Disruptive technology
Curiously, according to Bloomberg’s recent ‘The 85 Most Disruptive Ideas in Our History’, the microchip comes second to the first-place jet engine. And their justification seems stranger still – the way in which the jet shrunk the world is perhaps fair enough, though the claim that for the first time the entire surface of the planet was reachable is open to question. Tell that to the likes of Alcock and Brown (first non-stop transatlantic flight, 1919), Macready and Kelly (first non-stop transcontinental flight, 1923), Smith and Nelson (first round the world flight, 1924) (and see Famous Firsts in Aviation for more in this vein). And yet in almost the same breath it is noted that the jet engine technology has become remarkably static.
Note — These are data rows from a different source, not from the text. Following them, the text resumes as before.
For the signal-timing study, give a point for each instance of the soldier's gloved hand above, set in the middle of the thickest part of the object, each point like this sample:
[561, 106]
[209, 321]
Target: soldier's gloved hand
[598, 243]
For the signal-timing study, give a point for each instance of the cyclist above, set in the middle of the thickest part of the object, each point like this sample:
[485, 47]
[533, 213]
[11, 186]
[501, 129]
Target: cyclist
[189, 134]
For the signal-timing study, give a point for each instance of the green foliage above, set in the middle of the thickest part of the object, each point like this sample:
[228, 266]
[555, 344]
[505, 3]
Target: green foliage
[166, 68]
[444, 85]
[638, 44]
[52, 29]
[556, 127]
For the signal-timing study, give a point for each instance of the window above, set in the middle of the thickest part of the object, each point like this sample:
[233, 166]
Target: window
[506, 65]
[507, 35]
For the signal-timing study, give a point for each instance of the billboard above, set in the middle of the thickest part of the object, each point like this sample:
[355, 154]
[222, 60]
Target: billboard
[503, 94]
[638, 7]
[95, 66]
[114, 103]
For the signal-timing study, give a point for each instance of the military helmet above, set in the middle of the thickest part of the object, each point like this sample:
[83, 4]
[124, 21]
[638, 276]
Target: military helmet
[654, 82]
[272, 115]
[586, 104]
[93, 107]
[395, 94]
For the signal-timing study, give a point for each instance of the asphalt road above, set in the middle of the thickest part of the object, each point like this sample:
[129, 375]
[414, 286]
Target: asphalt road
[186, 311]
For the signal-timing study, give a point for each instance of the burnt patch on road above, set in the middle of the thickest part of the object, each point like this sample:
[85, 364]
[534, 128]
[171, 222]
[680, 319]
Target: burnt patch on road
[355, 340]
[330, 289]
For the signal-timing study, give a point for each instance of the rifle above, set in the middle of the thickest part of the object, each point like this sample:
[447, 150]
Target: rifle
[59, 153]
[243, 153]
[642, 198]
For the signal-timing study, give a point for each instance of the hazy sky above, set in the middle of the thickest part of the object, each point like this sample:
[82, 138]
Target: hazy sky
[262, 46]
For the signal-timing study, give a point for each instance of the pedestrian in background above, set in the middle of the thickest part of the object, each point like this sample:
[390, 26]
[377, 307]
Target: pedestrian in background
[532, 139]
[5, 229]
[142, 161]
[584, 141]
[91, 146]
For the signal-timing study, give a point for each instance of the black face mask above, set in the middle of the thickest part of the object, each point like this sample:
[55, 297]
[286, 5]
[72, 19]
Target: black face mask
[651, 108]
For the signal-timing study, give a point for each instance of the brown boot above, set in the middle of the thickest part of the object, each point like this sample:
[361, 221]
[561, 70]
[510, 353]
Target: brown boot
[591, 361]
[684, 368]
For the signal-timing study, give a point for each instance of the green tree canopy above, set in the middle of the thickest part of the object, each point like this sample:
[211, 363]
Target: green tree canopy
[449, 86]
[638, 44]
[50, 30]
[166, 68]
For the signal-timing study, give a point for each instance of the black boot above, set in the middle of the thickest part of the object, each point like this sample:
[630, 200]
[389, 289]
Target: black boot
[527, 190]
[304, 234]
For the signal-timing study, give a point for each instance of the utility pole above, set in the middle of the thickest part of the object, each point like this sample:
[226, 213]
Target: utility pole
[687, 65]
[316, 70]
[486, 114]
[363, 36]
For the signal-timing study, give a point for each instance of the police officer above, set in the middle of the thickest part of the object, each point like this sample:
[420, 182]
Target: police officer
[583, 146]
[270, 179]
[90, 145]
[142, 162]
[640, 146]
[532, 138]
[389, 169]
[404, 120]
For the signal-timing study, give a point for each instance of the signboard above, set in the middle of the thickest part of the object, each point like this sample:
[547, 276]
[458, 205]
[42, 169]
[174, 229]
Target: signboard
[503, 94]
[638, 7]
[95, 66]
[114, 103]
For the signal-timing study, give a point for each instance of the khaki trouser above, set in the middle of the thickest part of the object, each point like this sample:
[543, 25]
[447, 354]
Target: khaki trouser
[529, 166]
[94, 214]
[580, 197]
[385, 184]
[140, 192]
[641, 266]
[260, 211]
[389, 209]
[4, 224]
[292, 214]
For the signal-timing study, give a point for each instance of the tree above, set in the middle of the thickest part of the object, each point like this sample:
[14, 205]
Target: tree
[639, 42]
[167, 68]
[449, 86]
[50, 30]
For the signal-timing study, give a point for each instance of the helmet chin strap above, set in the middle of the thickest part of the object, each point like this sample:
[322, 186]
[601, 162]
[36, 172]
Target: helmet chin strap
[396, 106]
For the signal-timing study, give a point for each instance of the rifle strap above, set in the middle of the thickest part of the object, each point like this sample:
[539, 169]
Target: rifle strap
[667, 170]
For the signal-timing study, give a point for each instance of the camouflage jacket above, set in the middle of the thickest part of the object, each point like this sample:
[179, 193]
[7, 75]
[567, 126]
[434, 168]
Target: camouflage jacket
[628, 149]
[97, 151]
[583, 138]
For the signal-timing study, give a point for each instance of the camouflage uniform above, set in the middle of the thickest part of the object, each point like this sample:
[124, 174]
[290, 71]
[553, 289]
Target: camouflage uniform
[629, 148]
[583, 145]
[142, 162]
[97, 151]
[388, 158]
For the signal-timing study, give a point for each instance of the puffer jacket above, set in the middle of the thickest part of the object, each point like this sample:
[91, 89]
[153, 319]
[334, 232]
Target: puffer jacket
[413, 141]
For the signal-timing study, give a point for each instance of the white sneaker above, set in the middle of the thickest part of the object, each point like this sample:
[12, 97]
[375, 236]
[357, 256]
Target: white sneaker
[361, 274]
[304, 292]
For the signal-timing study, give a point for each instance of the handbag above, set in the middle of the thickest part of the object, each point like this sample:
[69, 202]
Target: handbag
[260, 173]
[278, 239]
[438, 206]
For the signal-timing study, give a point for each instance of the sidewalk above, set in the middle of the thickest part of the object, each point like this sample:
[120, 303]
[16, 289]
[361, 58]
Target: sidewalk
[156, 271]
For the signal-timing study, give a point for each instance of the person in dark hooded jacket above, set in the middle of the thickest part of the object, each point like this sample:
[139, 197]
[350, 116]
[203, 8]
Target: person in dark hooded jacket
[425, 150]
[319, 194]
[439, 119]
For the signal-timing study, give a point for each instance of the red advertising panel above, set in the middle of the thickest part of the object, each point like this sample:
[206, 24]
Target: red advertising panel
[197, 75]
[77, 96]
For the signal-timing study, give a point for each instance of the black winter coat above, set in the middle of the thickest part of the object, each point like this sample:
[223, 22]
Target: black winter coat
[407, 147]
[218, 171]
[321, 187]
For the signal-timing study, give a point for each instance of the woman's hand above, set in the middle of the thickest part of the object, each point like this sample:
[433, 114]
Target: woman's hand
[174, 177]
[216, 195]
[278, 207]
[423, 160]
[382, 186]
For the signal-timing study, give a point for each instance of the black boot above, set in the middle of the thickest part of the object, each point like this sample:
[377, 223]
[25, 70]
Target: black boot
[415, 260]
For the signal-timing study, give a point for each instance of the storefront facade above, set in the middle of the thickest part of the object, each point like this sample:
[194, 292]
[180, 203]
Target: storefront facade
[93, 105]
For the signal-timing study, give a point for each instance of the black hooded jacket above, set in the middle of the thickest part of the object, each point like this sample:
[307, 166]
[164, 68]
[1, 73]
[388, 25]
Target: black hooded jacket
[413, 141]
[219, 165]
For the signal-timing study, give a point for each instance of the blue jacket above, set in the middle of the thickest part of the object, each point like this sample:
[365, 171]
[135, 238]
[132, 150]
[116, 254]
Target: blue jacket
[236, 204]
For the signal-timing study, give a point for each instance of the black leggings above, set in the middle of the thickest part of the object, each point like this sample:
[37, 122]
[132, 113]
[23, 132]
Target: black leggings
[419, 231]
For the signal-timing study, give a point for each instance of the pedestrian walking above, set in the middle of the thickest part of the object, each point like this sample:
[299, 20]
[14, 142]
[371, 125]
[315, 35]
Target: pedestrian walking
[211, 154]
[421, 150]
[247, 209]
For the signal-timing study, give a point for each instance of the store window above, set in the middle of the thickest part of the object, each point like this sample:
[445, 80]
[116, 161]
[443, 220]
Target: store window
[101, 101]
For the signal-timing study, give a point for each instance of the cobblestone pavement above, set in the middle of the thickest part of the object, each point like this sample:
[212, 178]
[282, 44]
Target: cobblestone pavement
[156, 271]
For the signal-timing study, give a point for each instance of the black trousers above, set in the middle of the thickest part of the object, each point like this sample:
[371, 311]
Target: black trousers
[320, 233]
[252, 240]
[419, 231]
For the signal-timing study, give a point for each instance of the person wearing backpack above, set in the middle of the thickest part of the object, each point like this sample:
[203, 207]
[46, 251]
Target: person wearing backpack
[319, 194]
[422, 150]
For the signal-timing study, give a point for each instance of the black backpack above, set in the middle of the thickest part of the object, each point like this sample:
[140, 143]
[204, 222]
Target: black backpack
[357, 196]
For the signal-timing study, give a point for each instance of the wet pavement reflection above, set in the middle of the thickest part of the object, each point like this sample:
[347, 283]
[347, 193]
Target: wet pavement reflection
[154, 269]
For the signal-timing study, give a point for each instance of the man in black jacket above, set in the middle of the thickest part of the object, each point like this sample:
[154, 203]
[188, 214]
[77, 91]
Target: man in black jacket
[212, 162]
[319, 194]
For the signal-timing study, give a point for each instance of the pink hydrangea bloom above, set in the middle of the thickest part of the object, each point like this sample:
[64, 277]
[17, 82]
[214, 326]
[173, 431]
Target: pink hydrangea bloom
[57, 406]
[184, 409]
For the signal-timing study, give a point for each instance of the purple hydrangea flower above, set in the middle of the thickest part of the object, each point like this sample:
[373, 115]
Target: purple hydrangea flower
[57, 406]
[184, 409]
So what about the poor microchip? The justification provided for the microchip in fact focuses on the transistor which perhaps explains why it was trumped in the list by the jet engine. Even so, allowing for the mis-titling of their second most disruptive idea, and despite the microchip being fundamental to at least twenty of the disruptive ideas mentioned in Bloomberg’s list (and in the process, demonstrating that its development, unlike the jet engine, has not been static in recent years!), it seems strangely overlooked. If the jet engine gains its pre-eminent status through its capability to shrink the world, the defeat of distance has also been a major theme of the use of information technology, back to the time of the telegraph and semaphore, beacons and smoke signals. And the way that computer-based communications compress time and space has become something of a technological truism.
But the computer chip does more than just shrink distance in a geographical sense between people. It also alters time by providing near-instantaneous access to information and people, and simultaneously bridges time to access data which were created in the past, and, to a lesser extent, to the people who created them (although information about them (us!) is becoming increasingly available as the digital world becomes embedded into society – hence the current concerns about privacy). Couple this with the time dimension inherent in archaeological data – the kind of thing that Samuel Arbesman has called ‘long data’ in contrast to ‘big data’ – in which we deal with long timescales within our datasets, and the microchip does more than just shrink the world. In the context of archaeological data, it crosses space, and multiple dimensions of time at the same time. A jet aeroplane might help transport you to a site, or a museum, or an archive, but the microchip enables you to travel without leaving your desk, to review data about different time periods and timescales collected at different times by different people. And that is far more disruptive than a jet engine, in ways that we’re only just beginning to appreciate.